Ácida, aponta estrelas

Que não são minhas.

 

Bêbada, me tira pra dançar,

Depois, deita-me naquela cruz

— Cruzeiro do sul.

 

Acordo

E tem um rio podre

Em minhas veias...

 

...Rasga e acelera

Meu coração

Em mágoa coagulada.

 

Nas pessoas, não há sorrisos.

Nem esperanças de primavera.

E na luz do dia, me apavoro...

 

...Rostos que olho e

Vejo cadáveres,

Meninos mortos, esqueléticos.

 

Árvores sangrando

Folhas negras

E vento rasgando a rua.

 

Os cachecóis coloridos

São forcas esgarçadas

E as calçadas, areias movediças.

 

A música enlouquece em

Guitarras estridentes.

Anjos satânicos dedilhando gritos.

 

O sol esfria nas artérias.

O aroma do pão fresquinho congela no ar

E não chega aqui, para me lembrar — é dia!

 

É noite!
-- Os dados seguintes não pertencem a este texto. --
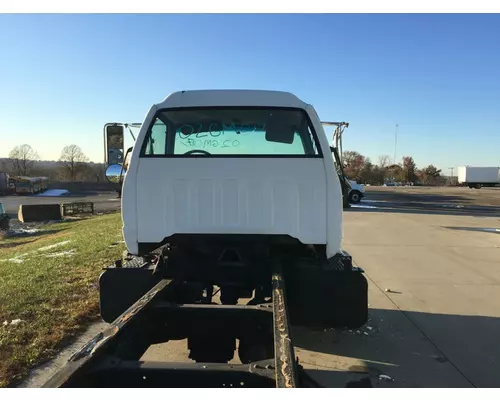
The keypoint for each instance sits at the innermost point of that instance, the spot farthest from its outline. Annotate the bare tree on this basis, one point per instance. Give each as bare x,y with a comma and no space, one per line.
72,161
384,161
23,158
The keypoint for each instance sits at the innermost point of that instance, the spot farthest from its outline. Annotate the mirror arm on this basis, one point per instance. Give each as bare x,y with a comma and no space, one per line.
123,165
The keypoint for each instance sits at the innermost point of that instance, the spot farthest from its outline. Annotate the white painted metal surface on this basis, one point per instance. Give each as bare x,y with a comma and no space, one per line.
478,174
300,197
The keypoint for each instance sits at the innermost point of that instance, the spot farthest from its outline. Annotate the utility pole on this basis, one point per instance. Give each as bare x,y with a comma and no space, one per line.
395,142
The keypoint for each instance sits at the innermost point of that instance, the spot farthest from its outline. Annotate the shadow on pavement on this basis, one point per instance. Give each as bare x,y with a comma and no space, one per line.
424,208
408,349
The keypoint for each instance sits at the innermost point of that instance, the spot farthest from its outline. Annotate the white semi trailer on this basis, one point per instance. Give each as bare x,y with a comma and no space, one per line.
477,177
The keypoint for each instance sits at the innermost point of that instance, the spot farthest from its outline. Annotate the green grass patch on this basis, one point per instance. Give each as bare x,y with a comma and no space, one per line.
49,282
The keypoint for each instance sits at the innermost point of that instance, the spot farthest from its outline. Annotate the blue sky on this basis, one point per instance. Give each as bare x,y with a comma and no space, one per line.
62,77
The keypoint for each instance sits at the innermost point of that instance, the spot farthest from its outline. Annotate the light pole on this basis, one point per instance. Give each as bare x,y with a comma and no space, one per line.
395,142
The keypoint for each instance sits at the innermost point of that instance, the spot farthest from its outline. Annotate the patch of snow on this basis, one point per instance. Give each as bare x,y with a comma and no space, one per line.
14,322
17,260
52,246
362,206
62,253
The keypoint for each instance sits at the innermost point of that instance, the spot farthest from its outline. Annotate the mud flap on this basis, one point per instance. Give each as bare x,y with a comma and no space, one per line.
319,297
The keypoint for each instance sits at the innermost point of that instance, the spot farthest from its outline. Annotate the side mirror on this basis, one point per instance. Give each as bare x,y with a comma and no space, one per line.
113,173
114,143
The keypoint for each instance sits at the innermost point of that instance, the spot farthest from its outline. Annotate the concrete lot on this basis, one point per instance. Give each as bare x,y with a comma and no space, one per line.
438,322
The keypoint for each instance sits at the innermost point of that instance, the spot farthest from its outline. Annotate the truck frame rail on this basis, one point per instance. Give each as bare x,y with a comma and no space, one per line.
113,358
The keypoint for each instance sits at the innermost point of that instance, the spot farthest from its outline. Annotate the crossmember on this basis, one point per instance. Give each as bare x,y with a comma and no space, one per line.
112,358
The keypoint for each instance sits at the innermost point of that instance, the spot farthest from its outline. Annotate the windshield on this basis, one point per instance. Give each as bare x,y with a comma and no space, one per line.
231,132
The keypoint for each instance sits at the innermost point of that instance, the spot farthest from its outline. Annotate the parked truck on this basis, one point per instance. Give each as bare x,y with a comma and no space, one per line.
477,177
4,184
232,216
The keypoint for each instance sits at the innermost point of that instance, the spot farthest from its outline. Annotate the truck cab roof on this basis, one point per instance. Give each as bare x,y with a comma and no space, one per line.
231,97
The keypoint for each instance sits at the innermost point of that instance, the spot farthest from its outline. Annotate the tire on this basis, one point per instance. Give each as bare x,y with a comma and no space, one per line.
354,197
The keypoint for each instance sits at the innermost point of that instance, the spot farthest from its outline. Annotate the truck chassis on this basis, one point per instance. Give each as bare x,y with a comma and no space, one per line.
179,304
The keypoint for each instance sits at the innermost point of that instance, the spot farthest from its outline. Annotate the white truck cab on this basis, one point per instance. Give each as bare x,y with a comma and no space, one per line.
244,163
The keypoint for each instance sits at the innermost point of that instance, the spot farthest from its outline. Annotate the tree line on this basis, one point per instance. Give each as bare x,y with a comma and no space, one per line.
73,165
361,169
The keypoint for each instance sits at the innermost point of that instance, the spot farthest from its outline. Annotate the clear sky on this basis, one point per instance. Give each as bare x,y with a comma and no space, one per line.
62,77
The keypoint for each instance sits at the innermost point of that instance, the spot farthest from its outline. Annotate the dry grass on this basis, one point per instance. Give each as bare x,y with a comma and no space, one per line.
52,290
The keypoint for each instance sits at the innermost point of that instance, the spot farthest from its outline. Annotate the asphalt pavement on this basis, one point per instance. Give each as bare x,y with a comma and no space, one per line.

Apocalipse!

Morte dentro, angústia

De não poder amar-te — Meu Aleph!

 

Calar o universo que me ninava

Como chuva na grama.

Que me fazia pisar o Jardim de Deus.

 

É um apocalipse de mágoa,

Ter que calar teu nome,

E não poder gritar saudades.

 

 

 

 

 

 

Ciranda com Emily & Hilda

 

A bela de Amherst

E a obscena senhora H

Contam-me de seus dias de paz.

Puxam-me para a misantropia.

Nunca mais seguir guias que abandonam

no meio do caminho.

 

Nunca te vi de branco,

Emily!

Nunca entrei na Casa do Sol.

Mas estivemos juntas em ciranda

Alma-a-alma

Thalassa & Sêmen.

Atavios de fadas & Ave Nave.

 

Crisálida outra vez.

Ouvindo as notas de vidro do amor.

Coração vestido de branco.

Nos pés as sandálias do sol.

 

 

 

Bárbara Lia é professora de História e escritora. Nasceu em Assai, norte do Paraná, e vive há vinte e dois anos em Curitiba, com os filhos Paula, Tahiana e Thomas. Publicou poemas no jornal Rascunho, Garatuja, Mulheres Emergentes, Revista Etcetera, Revista Coyote, Ontem choveu no futuro. Na Internet, tem textos publicados na Zunái, Cronópios, Blocosonline, Editora Ala de Cuervo, entre outros. Finalista do Prêmio Sesc de Literatura 2004, com o romance Cereja & Blues e, em 2005, com o romance Solidão Calcinada. Em 1997, recebeu menção honrosa no Projeto Orpheu da UBE-RJ (crônica). Finalista dos concursos de poesia Leminski (2000) e Pinheiro do Paraná (2002). Publicou o livro de poesia O sorriso de Leonardo (Curitiba: Kafka Edições Baratas, 2004).